Posted on May 28, 2015 by Society Nine | 0 comments


This is the twenty-first profile in our Society Nine Storytellers series where badass female fighters across all sports, media and culture in our community share their definitions of femininity, strength and empowerment and discuss what they fight for.

Have a story to tell? Submit it here! Tell us who you are, a little bit about your journey and what you fight for – in life and sport.


When I was 12 until I was 16 years old I was physically, sexually, and emotionally abused by my stepfather. I had glass plates broken over my head, my hair pulled out, punched in the face for pronouncing a word wrong. I moved from hotel to hotel, state to state, and my stepfather would hide me under the hotel bed and a lot of times it was a tight squeeze, my nose would hit the mattress.

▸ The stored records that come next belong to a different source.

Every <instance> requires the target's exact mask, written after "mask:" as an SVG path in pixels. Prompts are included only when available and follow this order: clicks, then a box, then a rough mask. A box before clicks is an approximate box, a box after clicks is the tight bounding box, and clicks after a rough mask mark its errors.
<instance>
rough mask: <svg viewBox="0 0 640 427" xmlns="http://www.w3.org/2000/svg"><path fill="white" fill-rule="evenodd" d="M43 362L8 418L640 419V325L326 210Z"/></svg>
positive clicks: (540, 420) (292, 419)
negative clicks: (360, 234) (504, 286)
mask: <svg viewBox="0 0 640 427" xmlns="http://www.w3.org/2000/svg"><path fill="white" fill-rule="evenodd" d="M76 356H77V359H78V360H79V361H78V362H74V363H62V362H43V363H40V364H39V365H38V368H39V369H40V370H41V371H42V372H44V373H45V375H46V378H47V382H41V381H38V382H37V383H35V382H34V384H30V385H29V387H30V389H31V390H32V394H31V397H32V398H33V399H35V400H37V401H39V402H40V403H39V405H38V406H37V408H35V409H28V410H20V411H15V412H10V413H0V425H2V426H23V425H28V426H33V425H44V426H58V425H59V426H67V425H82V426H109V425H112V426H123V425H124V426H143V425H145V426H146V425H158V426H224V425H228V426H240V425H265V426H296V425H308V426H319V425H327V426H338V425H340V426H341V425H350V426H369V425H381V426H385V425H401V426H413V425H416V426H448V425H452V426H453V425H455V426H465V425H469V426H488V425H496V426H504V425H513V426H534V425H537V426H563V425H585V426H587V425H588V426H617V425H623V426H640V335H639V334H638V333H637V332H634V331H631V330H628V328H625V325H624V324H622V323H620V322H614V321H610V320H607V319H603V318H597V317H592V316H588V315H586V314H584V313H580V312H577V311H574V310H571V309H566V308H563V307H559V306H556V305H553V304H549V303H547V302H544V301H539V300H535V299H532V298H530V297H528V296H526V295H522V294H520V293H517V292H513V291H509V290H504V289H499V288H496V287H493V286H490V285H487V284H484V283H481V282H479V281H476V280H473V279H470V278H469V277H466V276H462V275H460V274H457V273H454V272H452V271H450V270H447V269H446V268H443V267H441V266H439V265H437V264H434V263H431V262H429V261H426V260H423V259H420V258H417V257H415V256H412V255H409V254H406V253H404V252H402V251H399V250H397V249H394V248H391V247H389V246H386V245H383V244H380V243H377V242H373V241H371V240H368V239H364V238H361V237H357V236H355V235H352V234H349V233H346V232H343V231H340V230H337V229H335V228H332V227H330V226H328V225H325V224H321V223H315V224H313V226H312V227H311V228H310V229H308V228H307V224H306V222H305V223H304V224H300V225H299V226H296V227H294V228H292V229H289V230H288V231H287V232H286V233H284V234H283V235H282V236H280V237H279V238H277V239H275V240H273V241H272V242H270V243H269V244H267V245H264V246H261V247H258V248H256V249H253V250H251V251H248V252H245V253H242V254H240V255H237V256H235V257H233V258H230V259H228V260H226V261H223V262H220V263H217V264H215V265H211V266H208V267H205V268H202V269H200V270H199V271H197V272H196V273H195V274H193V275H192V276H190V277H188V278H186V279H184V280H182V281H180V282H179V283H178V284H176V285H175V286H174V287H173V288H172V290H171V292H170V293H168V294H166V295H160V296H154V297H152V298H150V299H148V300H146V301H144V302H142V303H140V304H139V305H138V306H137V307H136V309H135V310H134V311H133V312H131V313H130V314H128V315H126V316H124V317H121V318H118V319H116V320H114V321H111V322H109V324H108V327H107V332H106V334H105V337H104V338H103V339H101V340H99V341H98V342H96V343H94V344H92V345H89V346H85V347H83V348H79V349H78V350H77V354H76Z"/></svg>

These are a few things that happened to me over the course of four years. But what affected me the most was the words that were spoken in my life. He would tell me, "Dawn you're stupid, a dimwitted white trash." He would keep me up all night until morning drilling this in my head! Until one night I couldn't take it anymore and I went to the bathroom, locked the door and starred in the mirror. I couldn't take it anymore. I wanted to die, so I picked up a razor and slit my wrist. My stepfather started pounding on the door yelling at me to get out so I did and he saw blood running down my wrist. He grabbed me, shoved me up against the wall and with his nose to mine he yelled at me with a crazed look in his eyes.

"Dawn go ahead and kill yourself, all you are good for is to be barefoot and pregnant. You're better off dead than alive!" So to say his words have been stuck in my head ever since is an understatement; I almost let those words paralyze my life. I was afraid to try anything, afraid I would find out he was right. Until one day, I was laying in bed and I felt a warm presence fall on me. I felt God spoke to me that night not in a audible voice but spoke to my spirit and this is what I heard: "Dawn, enough! I created you for a purpose, you are precious, you are my workmanship, I love you! Your stepfather wanted to destroy you but I'm going to use you to bring hope and encouragement into people's lives."

 

I am a Christian and without my faith in Jesus I could not fight. My story would be different. God gives me strength and peace everyday to be able to wake up everyday with a smile.

My fight is this: to reject my past, to reject the negativity, to reject the lies so I can fully and completely walk unashamed with my head held high, knowing I am good enough and loved.

Because of that, my heart is filled with love and compassion for others. My heart feels other people's pain. I'll smile at you; I will hug you; I will pray for you; I will laugh with you, I'll cry with you. Whoever you are, just know you are not alone in your pain.

I am a champion of my struggle and so will you!! Have faith. Be strong, don't give up. You are loved. Fight for your life - YOU are worth it. The world needs to hear your story.


Dawn Soto is a proud single mom of two boys. She works as a supervisor in a dental office where she has loved her patients for 10 years now. She trains at the UFC Gym in Fullerton, CA where she fully enjoys pounding on the heavy bags! She aspires to be a inspirational speaker to encourage people to live their best life ever, and is in the process of writing a book.